We weren’t really sure where Mr Rigotti was going with this empty chair business until we googled it, discovering that it is a psychological technique designed to adduce repressed feelings through imagination. Yes, according to psychologist C. Ramya, the rationale for the “empty chair technique” can be described as follows:

When the client expresses a conflict with another person, through this technique, the client is directed to talk to that another person who is imagined to be sitting in an empty chair beside or across the client. This helps the client to experience and understand the feeling more fully. Thus, it stimulates your thinking, highlighting your emotions and attitudes. For example, the therapist may say, “Imagine your father in this chair (about 3 feet away), see him vividly, and, now, talk to him about how you felt when he was unfaithful to your mother.” There are innumerable other people, objects (your car or wedding ring), parts of your personality (critical parent, natural child, introversion, obsession with work), any of your emotions, symptoms (headaches, fatigue), any aspect of a dream, a stereotype (blacks, macho males, independent women), and so on that you can imagine in the empty chair. The key is a long, detailed, emotional interaction–a conversation. You should shift back and forth between chairs as you also speak for the person-trait-object in the other chair. This “conversation” clarifies your feelings and reactions to the other person and may increase your understanding of the other person.

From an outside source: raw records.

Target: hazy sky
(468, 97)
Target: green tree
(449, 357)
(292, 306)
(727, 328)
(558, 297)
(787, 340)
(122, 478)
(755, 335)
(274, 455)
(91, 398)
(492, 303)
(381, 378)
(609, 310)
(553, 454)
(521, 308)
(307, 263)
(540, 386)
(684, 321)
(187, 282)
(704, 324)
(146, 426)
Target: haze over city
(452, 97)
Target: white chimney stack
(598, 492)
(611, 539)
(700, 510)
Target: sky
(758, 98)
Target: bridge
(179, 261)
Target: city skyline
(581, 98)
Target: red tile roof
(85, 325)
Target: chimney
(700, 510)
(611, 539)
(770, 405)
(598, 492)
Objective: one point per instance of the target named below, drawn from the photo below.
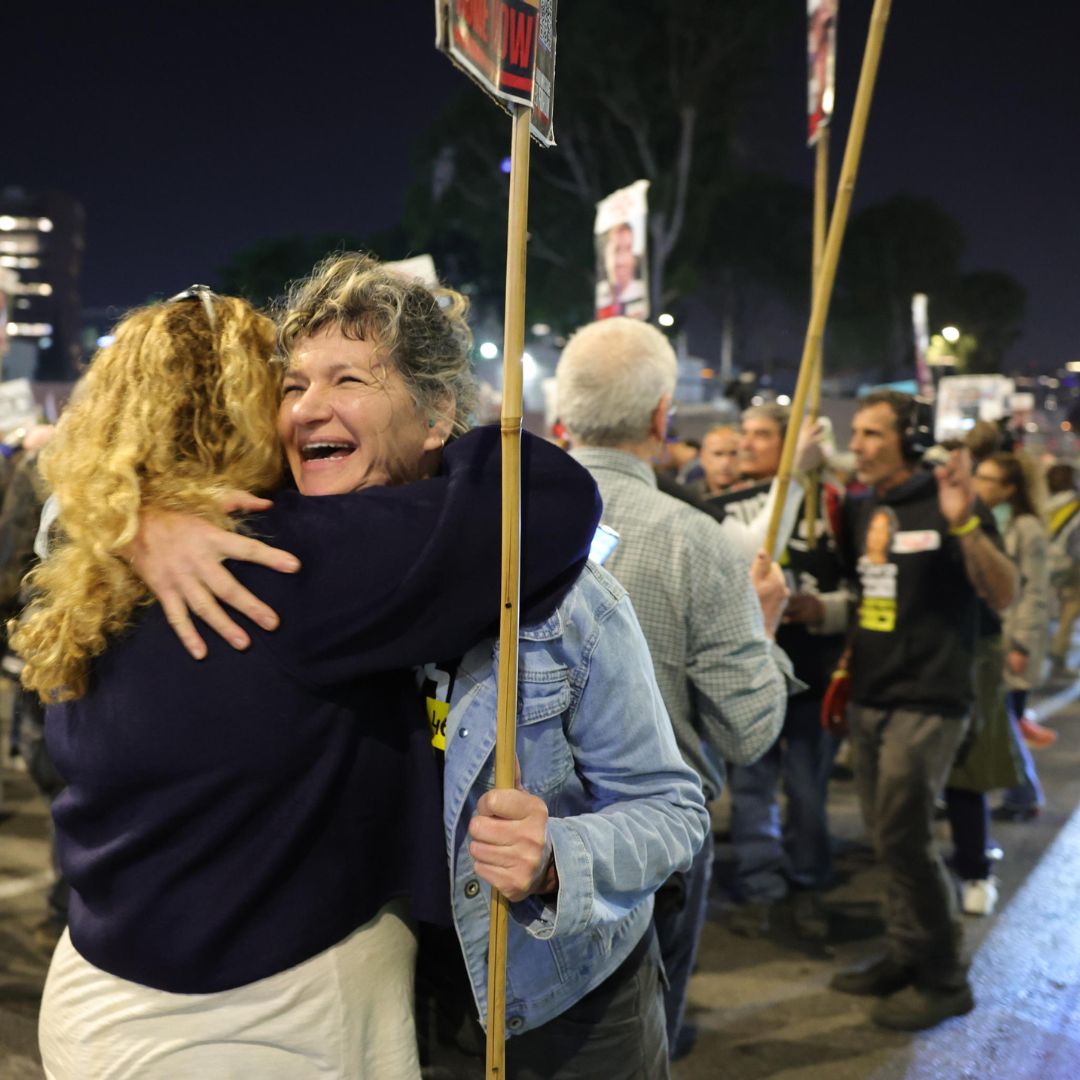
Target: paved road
(763, 1008)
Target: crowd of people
(275, 851)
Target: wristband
(969, 526)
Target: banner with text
(622, 269)
(508, 46)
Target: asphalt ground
(763, 1008)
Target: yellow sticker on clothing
(878, 613)
(437, 711)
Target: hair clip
(203, 294)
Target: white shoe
(980, 898)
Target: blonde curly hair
(422, 332)
(171, 414)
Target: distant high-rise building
(41, 242)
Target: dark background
(189, 132)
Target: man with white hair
(720, 677)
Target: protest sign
(17, 405)
(508, 46)
(620, 234)
(962, 400)
(821, 64)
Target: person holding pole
(240, 834)
(720, 676)
(773, 860)
(606, 809)
(909, 660)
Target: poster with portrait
(962, 400)
(508, 46)
(620, 231)
(821, 65)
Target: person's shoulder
(1029, 526)
(596, 588)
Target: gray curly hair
(422, 332)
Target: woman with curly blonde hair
(166, 416)
(242, 834)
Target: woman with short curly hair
(243, 835)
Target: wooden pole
(820, 226)
(823, 292)
(505, 739)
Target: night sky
(190, 131)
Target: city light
(29, 329)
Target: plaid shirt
(721, 679)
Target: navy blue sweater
(228, 819)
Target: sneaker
(917, 1008)
(1035, 734)
(885, 975)
(980, 898)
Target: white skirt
(346, 1013)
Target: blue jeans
(678, 931)
(1028, 794)
(770, 856)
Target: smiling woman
(248, 838)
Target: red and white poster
(821, 65)
(508, 46)
(620, 231)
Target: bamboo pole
(820, 226)
(823, 292)
(513, 346)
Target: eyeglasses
(202, 293)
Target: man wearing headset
(909, 659)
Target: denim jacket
(595, 743)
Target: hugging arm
(403, 553)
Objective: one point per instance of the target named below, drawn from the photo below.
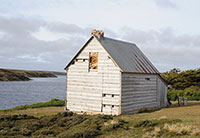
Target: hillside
(22, 75)
(176, 122)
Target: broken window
(93, 64)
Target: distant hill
(24, 75)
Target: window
(148, 79)
(93, 63)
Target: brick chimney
(98, 33)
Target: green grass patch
(62, 125)
(52, 102)
(192, 93)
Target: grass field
(183, 122)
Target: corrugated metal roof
(126, 55)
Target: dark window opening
(147, 79)
(93, 63)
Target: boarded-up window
(93, 60)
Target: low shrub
(192, 93)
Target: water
(28, 92)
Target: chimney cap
(98, 33)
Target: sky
(46, 34)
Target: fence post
(179, 100)
(185, 100)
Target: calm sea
(28, 92)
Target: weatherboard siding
(162, 93)
(138, 91)
(93, 90)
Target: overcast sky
(46, 34)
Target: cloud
(166, 4)
(166, 49)
(20, 49)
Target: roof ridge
(121, 41)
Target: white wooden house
(112, 77)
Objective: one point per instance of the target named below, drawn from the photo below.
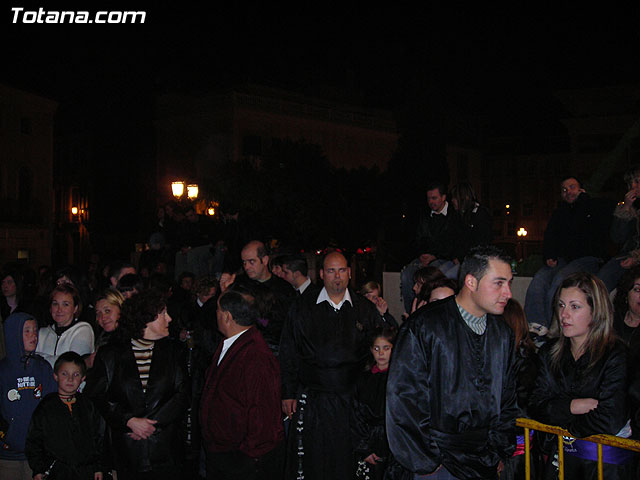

So presumably Mr Rigotti and his fellow Freehills partners will now be instructing all clients to “talk to the empty chair” and “imagine [insert issue/company] is sitting in the empty chair”. Tony Abbott, for example, might be instructed “imagine Julia Gillard is sitting in the chair“. Of course, we probably shouldn’t be surprised that Rigotti has been inspired by this psychological babble; last year when asked what would  be his key focus as managing partner, Mr Rigotti told Lawyers Weekly:

There’s going to be a big, big focus on talking to clients. I’m pretty sick of looking at things with butcher’s paper. I want to have real interactions with clients rather than strategy sessions…

Yes, real interactions… with a chair and a client’s imagination.

Perhaps Mr Rigotti has butchered this one?